Suppose you need to read text from the standard input and save it to
a file on a specific encoding. The following script is going to be
used as an example (``read_encode.py``)::
import sys
# On Python 3 "str" is unicode
if sys.version_info[0] >= 3:
unicode = str
sys.stdout.write("Enter text:\n")
input_read = sys.stdin.readline().strip()

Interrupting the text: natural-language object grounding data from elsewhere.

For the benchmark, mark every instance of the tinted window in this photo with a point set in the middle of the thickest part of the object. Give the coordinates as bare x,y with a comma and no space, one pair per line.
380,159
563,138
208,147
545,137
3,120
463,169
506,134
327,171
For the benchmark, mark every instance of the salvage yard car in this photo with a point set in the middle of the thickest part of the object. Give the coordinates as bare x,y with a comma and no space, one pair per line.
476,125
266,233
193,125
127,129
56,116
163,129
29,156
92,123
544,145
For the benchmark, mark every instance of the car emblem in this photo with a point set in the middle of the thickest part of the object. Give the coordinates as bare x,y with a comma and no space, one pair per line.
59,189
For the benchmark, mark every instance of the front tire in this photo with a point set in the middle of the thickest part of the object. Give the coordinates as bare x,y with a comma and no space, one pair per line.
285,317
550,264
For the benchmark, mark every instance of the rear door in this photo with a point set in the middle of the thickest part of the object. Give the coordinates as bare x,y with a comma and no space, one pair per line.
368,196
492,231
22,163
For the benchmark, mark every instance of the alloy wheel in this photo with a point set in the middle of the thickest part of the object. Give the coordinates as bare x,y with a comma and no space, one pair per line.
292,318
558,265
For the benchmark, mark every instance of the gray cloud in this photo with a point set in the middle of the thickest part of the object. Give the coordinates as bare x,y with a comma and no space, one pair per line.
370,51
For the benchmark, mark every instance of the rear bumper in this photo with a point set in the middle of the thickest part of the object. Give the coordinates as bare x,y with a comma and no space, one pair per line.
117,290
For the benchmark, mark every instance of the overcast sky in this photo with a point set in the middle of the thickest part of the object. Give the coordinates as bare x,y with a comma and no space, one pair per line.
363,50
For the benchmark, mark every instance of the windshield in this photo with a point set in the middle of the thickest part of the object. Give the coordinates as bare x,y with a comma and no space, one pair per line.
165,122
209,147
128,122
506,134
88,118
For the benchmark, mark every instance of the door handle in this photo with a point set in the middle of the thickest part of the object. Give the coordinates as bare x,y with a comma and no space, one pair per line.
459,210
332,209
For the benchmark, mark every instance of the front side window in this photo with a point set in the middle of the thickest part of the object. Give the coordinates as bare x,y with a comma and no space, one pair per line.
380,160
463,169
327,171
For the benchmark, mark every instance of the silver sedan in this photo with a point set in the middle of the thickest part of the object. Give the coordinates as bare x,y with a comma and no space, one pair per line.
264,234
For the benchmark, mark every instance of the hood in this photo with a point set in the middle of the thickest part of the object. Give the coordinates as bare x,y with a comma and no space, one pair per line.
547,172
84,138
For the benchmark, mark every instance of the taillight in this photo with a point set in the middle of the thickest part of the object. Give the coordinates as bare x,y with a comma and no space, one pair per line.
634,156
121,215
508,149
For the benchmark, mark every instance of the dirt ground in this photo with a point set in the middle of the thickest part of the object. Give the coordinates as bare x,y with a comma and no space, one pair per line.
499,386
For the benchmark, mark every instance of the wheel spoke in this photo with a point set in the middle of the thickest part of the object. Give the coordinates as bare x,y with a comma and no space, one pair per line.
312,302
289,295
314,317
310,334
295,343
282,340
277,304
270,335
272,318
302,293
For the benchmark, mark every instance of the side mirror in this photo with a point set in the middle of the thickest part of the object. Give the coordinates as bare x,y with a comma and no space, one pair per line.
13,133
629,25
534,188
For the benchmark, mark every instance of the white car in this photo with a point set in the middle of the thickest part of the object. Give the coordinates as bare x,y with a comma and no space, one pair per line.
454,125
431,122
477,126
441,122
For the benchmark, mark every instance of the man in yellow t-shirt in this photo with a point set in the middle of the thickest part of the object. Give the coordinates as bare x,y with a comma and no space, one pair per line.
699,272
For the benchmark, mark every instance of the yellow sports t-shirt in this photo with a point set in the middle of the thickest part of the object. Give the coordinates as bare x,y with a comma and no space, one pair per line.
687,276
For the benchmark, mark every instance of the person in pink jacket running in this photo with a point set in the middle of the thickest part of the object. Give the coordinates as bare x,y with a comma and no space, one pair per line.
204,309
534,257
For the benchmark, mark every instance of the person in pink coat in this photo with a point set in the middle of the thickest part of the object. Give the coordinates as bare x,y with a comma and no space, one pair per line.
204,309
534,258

if isinstance(input_read, unicode):
bytes_read = input_read.encode(sys.stdin.encoding)
else:
bytes_read = input_read
with open('/tmp/data.bin', 'wb') as data_file:
data_file.write(bytes_read)
Now, on both Python 2 and 3 this produces the same results::
$ python2 -c 'import sys; print(sys.stdin.encoding)'
UTF-8
$ python2 read_encode.py
Enter text:
áéíóú
$ file /tmp/data.bin
/tmp/data.bin: UTF-8 Unicode text, with no line terminators
$ python3 -c 'import sys; print(sys.stdin.encoding)'
UTF-8
$ python3 read_encode.py
Enter text:
áéíóú
$ file /tmp/data.bin
/tmp/data.bin: UTF-8 Unicode text, with no line terminators
The encoding set on ``sys.stdin.encoding`` was important to
the example script as it needs to turn unicode into bytes.
Now, suppose that your application, while reading input that matches
the user's environment, must produce a file in the ``UTF-32``
encoding. The code to do that could look similar to the following
example (``write_utf32.py``)::
import sys
sys.stdout.write("Enter text:\n")
input_read = sys.stdin.readline().strip()
if isinstance(input_read, bytes):
unicode_str = input_read.decode(sys.stdin.encoding)
else:
unicode_str = input_read
with open('/tmp/data.bin.utf32', 'wb') as data_file:
data_file.write(unicode_str.encode('UTF-32'))
Again, let'see how this performs under Python 2 and 3::
$ python2 -c 'import sys; print(sys.stdin.encoding)'
UTF-8
$ python2 write_utf32.py
Enter text:
áéíóú
$ file /tmp/data.bin.utf32
/tmp/data.bin.utf32: Unicode text, UTF-32, little-endian
$ python3 -c 'import sys; print(sys.stdin.encoding)'
UTF-8
$ python3 write_utf32.py
Enter text:
áéíóú
$ file /tmp/data.bin.utf32
/tmp/data.bin.utf32: Unicode text, UTF-32, little-endian
.. tip:: do not assume that ``sys.std{in,out,err}`` will always have
the ``encoding`` attribute, or that they'll be set to a valid
encoding. For instance, when ``sys.stdin`` is not a TTY,
it's ``encoding`` attribute will have a ``None`` value.
A few points can be realized here:
1) Using Unicode strings internally, as an intermediate format, gives
you the freedom to read (decode) from different encodings, and at
the same time, to write (encode) into any other encoding.
2) Code that is expected to work under both Python 2 and 3 need
some extra handling with regards to the data type being handled.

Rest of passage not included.